O rapper foi esfaqueado 16 vezes por um colega presidiário em maio de 2025 durante sua sentença de 10 anos no caso do tiroteio em Megan Thee Stallion
Tory Lanez entrou com uma ação de US$ 100 milhões contra o Departamento de Correções da Califórnia decorrente de um incidente de maio de 2025 em que o rapper foi esfaqueado na prisão.
Lanez – nascido Daystar Peterson e atualmente cumprindo pena de 10 anos de prisão após ser considerado culpado pela morte a tiros de Megan Thee Stallion – também processou o diretor e os guardas do Instituto Correcional da Califórnia em Tehachapi, onde o rapper foi esfaqueado 16 vezes em um “ataque não provocado com risco de vida” por outro preso, diz o processo.
Peterson foi hospitalizado após o incidente em maio de 2025 e sofreu um colapso pulmonar e facadas nas costas, tronco e cabeça.
De acordo com o Imprensa AssociadaO processo acusava o Departamento de Correções de abrigar Peterson com outro presidiário e suposto agressor Santino Casio, que cumpria pena de prisão perpétua por assassinato em segundo grau. “A decisão de colocar a Casio com Peterson era conhecida ou deveria representar um perigo conhecido”, diz o processo, acrescentando que Tory Lanez fez dele um alvo por causa de seu “status de celebridade de alto nível”.
O processo também afirma que os guardas prisionais demoraram a responder ao espancamento e não usaram granadas de efeito moral ou outras medidas para impedir o ataque de Casio.; De acordo com a Associated Press, Casio não foi acusada do ataque com faca a Peterson.

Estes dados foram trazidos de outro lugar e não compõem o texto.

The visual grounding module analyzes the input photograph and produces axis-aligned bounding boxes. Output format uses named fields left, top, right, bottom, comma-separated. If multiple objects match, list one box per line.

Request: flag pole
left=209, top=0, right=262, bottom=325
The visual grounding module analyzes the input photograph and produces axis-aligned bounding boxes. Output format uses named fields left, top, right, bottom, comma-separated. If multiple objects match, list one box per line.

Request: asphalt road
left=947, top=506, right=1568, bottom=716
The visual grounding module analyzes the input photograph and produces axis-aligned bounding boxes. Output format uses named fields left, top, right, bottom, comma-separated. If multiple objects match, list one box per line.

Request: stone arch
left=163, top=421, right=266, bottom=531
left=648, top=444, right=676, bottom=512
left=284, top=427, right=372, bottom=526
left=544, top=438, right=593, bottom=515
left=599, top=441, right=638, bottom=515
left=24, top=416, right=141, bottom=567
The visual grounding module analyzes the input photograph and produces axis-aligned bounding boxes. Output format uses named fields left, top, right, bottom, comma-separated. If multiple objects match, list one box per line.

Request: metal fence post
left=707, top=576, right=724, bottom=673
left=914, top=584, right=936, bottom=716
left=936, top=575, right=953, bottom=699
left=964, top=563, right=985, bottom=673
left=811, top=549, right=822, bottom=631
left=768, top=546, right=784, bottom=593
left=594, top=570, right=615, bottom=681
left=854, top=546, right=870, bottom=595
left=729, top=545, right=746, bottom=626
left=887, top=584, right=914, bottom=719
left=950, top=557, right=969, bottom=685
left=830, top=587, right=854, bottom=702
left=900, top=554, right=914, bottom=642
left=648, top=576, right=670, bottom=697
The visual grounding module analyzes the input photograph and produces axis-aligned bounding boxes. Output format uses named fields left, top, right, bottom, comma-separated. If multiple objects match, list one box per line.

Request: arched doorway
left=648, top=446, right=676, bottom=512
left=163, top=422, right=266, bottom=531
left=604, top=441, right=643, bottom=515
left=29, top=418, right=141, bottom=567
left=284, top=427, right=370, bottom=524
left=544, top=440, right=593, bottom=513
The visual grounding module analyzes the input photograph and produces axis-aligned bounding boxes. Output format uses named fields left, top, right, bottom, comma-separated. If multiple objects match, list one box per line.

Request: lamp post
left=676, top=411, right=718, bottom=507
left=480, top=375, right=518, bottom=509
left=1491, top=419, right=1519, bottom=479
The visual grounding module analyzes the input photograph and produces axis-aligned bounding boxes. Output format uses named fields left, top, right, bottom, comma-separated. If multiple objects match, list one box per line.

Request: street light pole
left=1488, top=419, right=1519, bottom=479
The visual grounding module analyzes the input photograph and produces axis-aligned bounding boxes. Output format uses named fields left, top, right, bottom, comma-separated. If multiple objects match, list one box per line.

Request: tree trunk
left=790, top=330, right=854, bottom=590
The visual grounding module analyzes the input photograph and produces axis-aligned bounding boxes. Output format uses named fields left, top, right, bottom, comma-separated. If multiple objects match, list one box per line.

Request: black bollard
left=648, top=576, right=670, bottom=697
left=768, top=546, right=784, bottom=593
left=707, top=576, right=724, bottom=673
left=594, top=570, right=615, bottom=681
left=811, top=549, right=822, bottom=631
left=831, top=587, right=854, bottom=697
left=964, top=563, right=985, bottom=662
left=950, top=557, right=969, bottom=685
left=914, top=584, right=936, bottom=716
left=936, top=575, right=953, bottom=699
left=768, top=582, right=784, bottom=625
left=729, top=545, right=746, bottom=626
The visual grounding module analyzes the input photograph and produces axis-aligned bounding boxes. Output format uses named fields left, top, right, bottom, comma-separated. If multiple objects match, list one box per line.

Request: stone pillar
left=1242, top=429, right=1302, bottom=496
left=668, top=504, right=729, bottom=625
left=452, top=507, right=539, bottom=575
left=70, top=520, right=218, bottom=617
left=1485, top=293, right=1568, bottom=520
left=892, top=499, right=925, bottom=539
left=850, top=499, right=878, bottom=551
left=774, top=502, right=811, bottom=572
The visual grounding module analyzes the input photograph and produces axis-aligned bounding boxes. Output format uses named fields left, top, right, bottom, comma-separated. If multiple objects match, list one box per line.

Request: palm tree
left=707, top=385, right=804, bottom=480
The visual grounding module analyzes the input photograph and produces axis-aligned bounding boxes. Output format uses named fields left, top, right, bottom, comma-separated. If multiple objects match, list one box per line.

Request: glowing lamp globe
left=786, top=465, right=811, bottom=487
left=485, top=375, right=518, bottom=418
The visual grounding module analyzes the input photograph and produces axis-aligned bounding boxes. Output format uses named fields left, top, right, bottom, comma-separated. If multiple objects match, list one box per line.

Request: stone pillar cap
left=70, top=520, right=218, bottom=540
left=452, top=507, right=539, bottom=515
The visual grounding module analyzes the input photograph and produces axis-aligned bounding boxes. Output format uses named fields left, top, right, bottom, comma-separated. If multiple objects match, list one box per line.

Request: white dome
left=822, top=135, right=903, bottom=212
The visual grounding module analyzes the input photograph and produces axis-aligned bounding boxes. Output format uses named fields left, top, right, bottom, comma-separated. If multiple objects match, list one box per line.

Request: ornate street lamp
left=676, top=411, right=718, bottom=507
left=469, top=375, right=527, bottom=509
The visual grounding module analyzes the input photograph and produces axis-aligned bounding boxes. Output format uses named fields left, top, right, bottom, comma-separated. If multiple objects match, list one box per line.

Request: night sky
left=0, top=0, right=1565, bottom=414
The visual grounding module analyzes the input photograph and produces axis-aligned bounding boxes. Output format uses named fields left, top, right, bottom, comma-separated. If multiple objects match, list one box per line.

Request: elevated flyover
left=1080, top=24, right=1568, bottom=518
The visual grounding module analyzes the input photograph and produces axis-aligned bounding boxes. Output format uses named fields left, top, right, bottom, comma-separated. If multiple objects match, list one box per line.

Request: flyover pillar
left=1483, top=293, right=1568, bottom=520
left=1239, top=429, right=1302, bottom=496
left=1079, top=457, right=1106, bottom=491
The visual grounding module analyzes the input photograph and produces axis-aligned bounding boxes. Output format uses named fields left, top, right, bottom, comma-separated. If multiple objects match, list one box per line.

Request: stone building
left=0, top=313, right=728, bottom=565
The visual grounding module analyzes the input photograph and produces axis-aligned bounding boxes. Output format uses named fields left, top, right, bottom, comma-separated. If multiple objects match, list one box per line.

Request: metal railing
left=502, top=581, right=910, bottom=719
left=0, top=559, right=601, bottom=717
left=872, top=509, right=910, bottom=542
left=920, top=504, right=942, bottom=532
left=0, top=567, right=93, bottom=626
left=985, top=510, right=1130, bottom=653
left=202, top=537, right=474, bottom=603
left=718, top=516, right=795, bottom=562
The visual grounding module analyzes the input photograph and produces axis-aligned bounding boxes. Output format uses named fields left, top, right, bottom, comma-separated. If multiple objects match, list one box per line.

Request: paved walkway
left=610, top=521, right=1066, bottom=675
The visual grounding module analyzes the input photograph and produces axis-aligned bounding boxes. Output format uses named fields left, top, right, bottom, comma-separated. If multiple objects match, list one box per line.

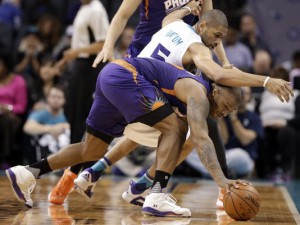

Lanez, que foi transferido para a Colônia Masculina da Califórnia do condado de San Luis Obispo após sua hospitalização, também afirma no processo que nunca recebeu seus pertences do Instituto Correcional da Califórnia em Tehachapi, incluindo cancioneiros cheios de letras de suas músicas inéditas.
Lanez está cumprindo pena de 10 anos de prisão por atirar no pé de Megan Thee Stallion durante um confronto no verão de 2020. Em dezembro de 2022, ele foi finalmente condenado por múltiplas acusações de porte de arma de fogo, incluindo agressão com arma de fogo. Em novembro de 2025, o seu recurso foi rejeitado por um painel de três juízes e a pena de prisão de dez anos foi confirmada.